The president’s healthcare law is about to make things on the campaign trail a little more interesting.
That’s because a new Gallup poll shows that Obamacare is significantly cutting the uninsured rate in states with hotly contested Senate races where Republicans have campaigned using a strict anti-Obamacare strategy.
In Kentucky, for example, where Senate Minority Leader Mitch McConnell has routinely called the health care law a disaster—ACA provisions have carved the state’s uninsured rate down from 20.4 percent to 11.9 percent.
Likewise, over in Arkansas where conservative groups like Americans for Prosperity have spent upwards of a million dollars slamming Sen. Mark Pryor (D-AR) for embracing Obamacare, the state has seen its uninsured rate drop from 22.5 percent in 2013 to 12.4 percent under the health care law.
According to Gallup’s findings, states that expanded their Medicaid programs and created their own state-based exchanges under the law saw a greater drop in their uninsured rates than states that did not.
In the 21 states that expanded Medicaid and set up their own exchanges the uninsured rate dropped by an average of 4 points, compared to an average 2.2 percent drop in the states that did not implement both.
“At the state level, those that have implemented two of the law's core mechanisms -- Medicaid expansion and state health exchanges -- are seeing a substantially larger drop in the uninsured rate than states that did not take both of these actions. Consequently, the gap in uninsured that existed between the two groups in 2013 has now nearly doubled through the first half of 2014,” Gallup’s Dan Witters noted in the survey.

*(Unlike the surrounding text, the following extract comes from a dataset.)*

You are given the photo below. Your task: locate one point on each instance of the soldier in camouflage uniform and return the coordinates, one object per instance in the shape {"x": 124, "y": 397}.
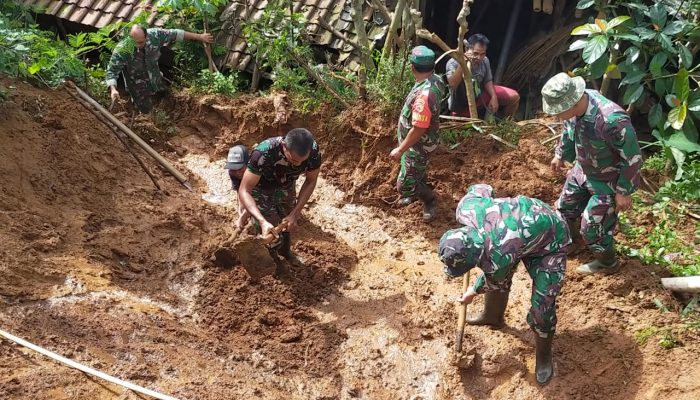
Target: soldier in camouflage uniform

Now several states that chose not to expand their Medicaid programs or set up their own exchanges before are reconsidering. New Hampshire just became the 26th state to expand Medicaid and Utah is also considering similar options.

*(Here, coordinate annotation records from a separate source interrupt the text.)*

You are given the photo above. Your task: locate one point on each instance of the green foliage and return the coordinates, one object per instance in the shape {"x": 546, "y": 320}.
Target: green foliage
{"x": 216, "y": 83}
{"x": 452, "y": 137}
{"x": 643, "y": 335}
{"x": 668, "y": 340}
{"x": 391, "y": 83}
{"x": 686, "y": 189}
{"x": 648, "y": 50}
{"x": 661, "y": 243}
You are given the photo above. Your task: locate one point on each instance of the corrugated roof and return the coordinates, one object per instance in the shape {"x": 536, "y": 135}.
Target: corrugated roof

Meanwhile, some states that had problems with their state exchanges, like Oregon, are switching to the federal exchange next year, despite the ruling from D.C. appeals court that threatens to disallow those signups.
The national uninsured rate hovers at 13.4 percent—the lowest quarterly rate in at least six years. That’s down from its peak of 18 percent in the third quarter of last year, according to the survey. Of course, that’s not surprising since 87 percent of all new signups receive taxpayer subsidies.

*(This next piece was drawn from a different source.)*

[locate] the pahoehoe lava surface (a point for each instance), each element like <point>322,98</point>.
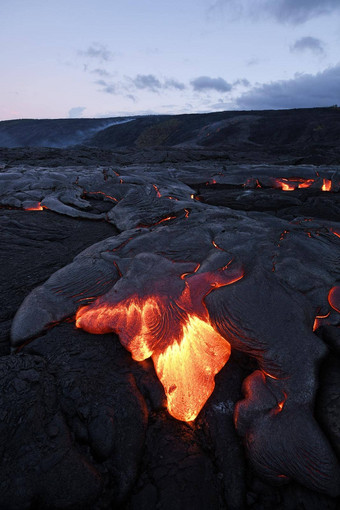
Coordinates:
<point>186,267</point>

Still, despite having a significant impact on the uninsured rate, voters still remain weary of Obamacare. A new survey from the Kaiser Family Foundation found that 53 percent of respondents had negative views of the health care law—an eight percent increase from the previous poll and the highest unfavorable rating in the survey’s history.
Americans are basing their views of Obamacare on more than just who is and isn’t getting access to coverage. Things like how well the website will be working during the next enrollment period as well as the affordability of the plans themselves also play a major factor in how much the public likes the law. More importantly, a new report by Kaiser Health News and National Public Radio revealed more doctors are dropping out of Obamacare because of low pay rates.
A separate poll by Bankrate found that a slim majority of Americans believe Healthcare.gov and some of the state exchange websites won’t be up to par by the fall—when the new enrollment period begins. The same poll also found that almost half of the respondents anticipate higher premiums to be a major problem next year.
Of course, November is still months away, so there is plenty of time for their perceptions to change before they step into the voting booths.